Selain masalah penahanan kiranya masih banyak masalah teknis yang dihadapi dan terjadi di lapangan oleh aparat penegak hukum. Masalah-masalah teknis dimaksud dapat diatasi dan diselesaikan di lapangan melalui mekanisme koordinasi antar aparat penegak hukum
- Penyelenggaraan pemerintahan negara sebagai suatu proses atas eksistensi sebuah negara tidak dapat dipisahkan dengan suatu proses penyelenggaraan penegakan hukum. Penyelenggaraan pemerintahan akan berhasil dengan baik apabila dilaksanakan melalui proses penegakan hukum yang baik pula.

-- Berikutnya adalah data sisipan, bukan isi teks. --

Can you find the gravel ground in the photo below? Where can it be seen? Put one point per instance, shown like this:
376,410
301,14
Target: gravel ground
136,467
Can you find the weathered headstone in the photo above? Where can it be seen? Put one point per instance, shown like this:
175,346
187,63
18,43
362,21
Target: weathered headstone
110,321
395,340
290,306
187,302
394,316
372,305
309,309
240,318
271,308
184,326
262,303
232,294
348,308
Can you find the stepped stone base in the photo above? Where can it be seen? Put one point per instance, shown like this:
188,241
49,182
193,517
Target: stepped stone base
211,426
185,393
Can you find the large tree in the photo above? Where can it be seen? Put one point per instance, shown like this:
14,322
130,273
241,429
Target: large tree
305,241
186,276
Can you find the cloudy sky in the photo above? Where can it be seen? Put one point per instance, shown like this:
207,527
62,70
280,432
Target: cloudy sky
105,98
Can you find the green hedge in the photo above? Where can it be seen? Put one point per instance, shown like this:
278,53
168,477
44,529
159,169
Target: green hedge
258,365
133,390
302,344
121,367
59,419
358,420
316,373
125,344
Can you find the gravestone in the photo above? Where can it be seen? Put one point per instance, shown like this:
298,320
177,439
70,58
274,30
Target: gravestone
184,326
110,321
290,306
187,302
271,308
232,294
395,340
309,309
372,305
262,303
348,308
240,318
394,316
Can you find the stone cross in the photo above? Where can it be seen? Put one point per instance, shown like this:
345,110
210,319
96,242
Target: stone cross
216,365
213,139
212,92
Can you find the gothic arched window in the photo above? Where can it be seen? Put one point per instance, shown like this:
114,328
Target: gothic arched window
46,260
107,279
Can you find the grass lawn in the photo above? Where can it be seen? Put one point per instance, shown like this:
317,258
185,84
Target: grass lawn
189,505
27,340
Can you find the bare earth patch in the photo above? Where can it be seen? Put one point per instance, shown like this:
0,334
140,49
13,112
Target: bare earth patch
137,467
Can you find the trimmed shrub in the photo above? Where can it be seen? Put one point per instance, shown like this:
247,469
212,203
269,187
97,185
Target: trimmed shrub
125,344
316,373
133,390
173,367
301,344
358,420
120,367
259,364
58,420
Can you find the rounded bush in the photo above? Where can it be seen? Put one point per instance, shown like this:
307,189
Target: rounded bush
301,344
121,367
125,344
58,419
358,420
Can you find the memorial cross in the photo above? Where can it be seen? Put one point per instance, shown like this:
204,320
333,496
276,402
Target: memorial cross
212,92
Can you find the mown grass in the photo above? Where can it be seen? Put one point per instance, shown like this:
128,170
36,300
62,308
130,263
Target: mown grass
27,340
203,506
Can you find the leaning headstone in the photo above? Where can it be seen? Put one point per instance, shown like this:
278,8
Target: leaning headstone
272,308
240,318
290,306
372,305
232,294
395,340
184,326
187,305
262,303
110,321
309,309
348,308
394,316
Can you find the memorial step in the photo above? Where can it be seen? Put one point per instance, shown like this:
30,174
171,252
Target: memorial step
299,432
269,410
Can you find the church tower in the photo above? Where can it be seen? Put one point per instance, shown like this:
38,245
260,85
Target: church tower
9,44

- Penyelenggaraan pemerintahan negara dan penegakan hukum selain diperlukan sistem dan hukum yang baik mutlak diperlukan penyelenggara negara dan penyelenggara penegak hukum yang baik yaitu aparatur yang mempunyai landasan profesional dan integritas kepribadian yang baik.
- Agar terlaksananya penyelenggaraan penegakan hukum yang baik, para penegak hukum perlu meningkatkan profesionalisme, etos kerja dan dedikasi. Para penegak hukum harus mengikuti doktrin supremacy of moral, artinya dituntut tidak hanya menjadi profesional dalam bidangnya melainkan juga manusia yang bekerja dengan sepenuh hatinya. Secara kelembagaan juga diperlukan suatu penerapan etika profesi sehingga satu sama lain dapat menunjang terwujudnya penyelenggaraan pemerintahan dan penegakan hukum yang berkesejahteraan dan berkeadilan.
- Penegakan hukum terutama yang terkait dengan pelaksanaan sistem peradilan pidana sering dijumpai permasalahan-permasalahan yang timbul di lapangan, sehingga dalam rangka penegakan hukum di bidang peradilan pidana perlu diterapkan secara konsisten suatu sistem peradilan pidana terpadu dan pelaksanaan koordinasi antar penegak hukum.
- Kebaikan pelaksanaan hukum oleh aparat penegak hukum, tidak semata-mata dalam menangani perkara; namun juga diperlukan adanya pengawasan lebih intensif di segala lini penanganan perkara. Di sini, yang perlu dan paling utama adalah aparat penegak hukum itu sendiri. Kecakapan, moral baik, mental kuat, serta dedikasi pengabdian penuh rasa tanggung jawab; inilah yang akan menjamin kesempurnaan dan kebaikan undang-undang.